Merge bitcoin/bitcoin#33657: rest: allow reading partial block data from storage

07135290c1 rest: allow reading partial block data from storage (Roman Zeyde)
4e2af1c065 blockstorage: allow reading partial block data from storage (Roman Zeyde)
f2fd1aa21c blockstorage: return an error code from `ReadRawBlock()` (Roman Zeyde)

Pull request description:

  It allows fetching specific transactions using an external index, following https://github.com/bitcoin/bitcoin/pull/32541#issuecomment-3267485313.

  Currently, electrs and other indexers map between an address/scripthash to the list of the relevant transactions.

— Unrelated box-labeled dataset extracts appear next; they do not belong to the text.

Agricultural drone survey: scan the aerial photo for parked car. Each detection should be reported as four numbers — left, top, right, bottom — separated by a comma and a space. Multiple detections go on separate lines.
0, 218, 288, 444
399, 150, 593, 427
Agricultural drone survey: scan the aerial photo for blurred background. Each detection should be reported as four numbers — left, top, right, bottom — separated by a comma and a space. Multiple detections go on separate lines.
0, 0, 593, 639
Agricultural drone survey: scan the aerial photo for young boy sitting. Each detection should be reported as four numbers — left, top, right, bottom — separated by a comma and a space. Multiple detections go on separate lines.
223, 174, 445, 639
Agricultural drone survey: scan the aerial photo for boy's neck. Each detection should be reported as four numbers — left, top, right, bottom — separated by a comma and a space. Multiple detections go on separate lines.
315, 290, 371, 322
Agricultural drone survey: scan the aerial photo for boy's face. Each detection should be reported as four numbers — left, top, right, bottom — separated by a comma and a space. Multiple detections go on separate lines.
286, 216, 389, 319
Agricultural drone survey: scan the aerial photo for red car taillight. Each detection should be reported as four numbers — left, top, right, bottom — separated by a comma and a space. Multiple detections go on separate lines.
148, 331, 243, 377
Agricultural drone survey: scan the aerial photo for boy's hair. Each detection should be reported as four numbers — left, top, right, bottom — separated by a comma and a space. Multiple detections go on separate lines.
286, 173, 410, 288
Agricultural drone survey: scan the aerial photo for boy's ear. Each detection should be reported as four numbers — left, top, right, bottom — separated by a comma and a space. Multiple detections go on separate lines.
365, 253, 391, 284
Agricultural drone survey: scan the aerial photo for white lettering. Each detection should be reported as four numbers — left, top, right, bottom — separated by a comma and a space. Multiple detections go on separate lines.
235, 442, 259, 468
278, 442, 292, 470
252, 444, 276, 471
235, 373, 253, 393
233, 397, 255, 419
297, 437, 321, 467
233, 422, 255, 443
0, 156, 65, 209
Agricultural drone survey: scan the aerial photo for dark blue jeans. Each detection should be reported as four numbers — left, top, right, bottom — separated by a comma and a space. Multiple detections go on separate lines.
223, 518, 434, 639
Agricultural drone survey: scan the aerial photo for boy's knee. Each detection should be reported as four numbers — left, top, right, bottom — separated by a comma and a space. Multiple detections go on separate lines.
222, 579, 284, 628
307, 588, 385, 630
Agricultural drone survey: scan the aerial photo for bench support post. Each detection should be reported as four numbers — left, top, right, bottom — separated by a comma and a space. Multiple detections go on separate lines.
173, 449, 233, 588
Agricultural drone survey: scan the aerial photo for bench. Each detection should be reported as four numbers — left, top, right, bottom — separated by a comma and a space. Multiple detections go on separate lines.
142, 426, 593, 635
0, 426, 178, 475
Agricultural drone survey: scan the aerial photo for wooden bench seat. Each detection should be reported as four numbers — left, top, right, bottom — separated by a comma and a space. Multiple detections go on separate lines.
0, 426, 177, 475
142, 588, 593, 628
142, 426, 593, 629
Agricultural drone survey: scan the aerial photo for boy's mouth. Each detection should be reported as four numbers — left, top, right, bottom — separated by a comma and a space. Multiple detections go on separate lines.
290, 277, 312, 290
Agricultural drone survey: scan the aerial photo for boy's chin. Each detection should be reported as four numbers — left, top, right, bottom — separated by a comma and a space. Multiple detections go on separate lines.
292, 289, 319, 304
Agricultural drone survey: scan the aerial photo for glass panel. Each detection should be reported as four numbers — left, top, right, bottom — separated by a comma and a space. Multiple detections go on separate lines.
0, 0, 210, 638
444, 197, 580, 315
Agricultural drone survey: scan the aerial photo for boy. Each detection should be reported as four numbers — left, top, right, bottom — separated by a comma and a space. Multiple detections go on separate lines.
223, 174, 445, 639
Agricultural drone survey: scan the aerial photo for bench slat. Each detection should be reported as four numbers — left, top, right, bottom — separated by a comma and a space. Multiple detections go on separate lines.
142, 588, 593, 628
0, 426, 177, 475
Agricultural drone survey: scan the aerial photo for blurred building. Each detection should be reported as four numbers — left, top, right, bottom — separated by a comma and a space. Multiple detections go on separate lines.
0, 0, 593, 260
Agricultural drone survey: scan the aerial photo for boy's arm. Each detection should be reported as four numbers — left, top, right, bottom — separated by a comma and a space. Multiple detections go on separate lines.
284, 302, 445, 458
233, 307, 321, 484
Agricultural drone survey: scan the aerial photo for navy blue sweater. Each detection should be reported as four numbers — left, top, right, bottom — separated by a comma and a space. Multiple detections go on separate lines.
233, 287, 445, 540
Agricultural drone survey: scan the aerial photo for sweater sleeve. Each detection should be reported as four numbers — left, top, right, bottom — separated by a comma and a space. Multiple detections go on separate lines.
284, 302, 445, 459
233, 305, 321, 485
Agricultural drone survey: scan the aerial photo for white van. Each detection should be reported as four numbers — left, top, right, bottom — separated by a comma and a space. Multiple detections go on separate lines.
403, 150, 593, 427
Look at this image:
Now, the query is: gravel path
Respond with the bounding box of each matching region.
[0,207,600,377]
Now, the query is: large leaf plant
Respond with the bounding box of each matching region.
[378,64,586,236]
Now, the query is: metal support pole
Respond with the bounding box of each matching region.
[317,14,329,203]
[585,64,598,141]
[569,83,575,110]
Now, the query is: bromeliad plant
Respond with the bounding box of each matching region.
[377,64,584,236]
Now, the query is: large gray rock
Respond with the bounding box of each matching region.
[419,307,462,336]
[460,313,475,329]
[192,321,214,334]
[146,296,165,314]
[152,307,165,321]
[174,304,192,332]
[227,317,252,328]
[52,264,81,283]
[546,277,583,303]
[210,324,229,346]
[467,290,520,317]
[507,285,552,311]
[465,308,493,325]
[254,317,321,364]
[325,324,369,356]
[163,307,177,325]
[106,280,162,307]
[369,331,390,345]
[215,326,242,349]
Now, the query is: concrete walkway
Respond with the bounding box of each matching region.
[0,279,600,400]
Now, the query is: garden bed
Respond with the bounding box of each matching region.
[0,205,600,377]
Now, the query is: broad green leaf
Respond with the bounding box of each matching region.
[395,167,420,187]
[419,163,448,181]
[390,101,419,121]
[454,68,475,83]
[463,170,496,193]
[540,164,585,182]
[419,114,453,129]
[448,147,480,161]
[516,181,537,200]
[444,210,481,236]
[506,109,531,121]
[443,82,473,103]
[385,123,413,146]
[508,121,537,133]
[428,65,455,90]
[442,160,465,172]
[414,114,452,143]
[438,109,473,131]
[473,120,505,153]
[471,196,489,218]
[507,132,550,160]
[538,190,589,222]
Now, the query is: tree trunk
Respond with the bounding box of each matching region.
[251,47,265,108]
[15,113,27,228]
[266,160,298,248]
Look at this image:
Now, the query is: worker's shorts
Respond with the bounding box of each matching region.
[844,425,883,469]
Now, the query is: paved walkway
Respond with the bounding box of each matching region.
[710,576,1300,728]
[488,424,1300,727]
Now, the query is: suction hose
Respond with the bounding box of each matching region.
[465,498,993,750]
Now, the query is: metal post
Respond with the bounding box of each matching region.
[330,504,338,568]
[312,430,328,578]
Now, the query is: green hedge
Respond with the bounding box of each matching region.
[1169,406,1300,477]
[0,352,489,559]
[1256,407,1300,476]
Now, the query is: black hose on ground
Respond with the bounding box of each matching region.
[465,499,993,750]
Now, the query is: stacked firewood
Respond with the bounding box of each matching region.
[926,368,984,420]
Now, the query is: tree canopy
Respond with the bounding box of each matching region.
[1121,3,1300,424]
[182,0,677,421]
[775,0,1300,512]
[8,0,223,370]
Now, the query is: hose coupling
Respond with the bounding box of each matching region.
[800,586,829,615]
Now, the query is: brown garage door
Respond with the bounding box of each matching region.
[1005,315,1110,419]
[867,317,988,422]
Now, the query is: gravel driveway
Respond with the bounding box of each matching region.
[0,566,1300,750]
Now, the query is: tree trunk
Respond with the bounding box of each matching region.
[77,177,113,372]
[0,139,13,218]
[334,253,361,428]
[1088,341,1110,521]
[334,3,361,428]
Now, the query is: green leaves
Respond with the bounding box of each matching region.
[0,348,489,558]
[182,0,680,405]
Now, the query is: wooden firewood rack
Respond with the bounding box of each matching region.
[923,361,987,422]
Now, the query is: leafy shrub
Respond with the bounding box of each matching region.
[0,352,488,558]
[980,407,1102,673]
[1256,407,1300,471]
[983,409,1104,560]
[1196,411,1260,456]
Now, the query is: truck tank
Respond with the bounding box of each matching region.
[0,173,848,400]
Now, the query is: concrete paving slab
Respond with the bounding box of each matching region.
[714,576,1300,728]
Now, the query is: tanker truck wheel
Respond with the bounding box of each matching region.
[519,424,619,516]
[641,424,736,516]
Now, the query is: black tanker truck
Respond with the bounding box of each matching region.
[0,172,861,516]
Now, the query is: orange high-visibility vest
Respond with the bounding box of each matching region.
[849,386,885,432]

  However, in order to fetch those transactions from bitcoind, electrs relies on reading the whole block and post-filtering for a specific transaction[^1]. Other indexers use a `txindex` to fetch a transaction using its txid [^2][^3][^4].

  The above approach has significant storage and CPU overhead, since the `txid` is a pseudo-random 32-byte value. Also, mainnet `txindex` takes ~60GB today.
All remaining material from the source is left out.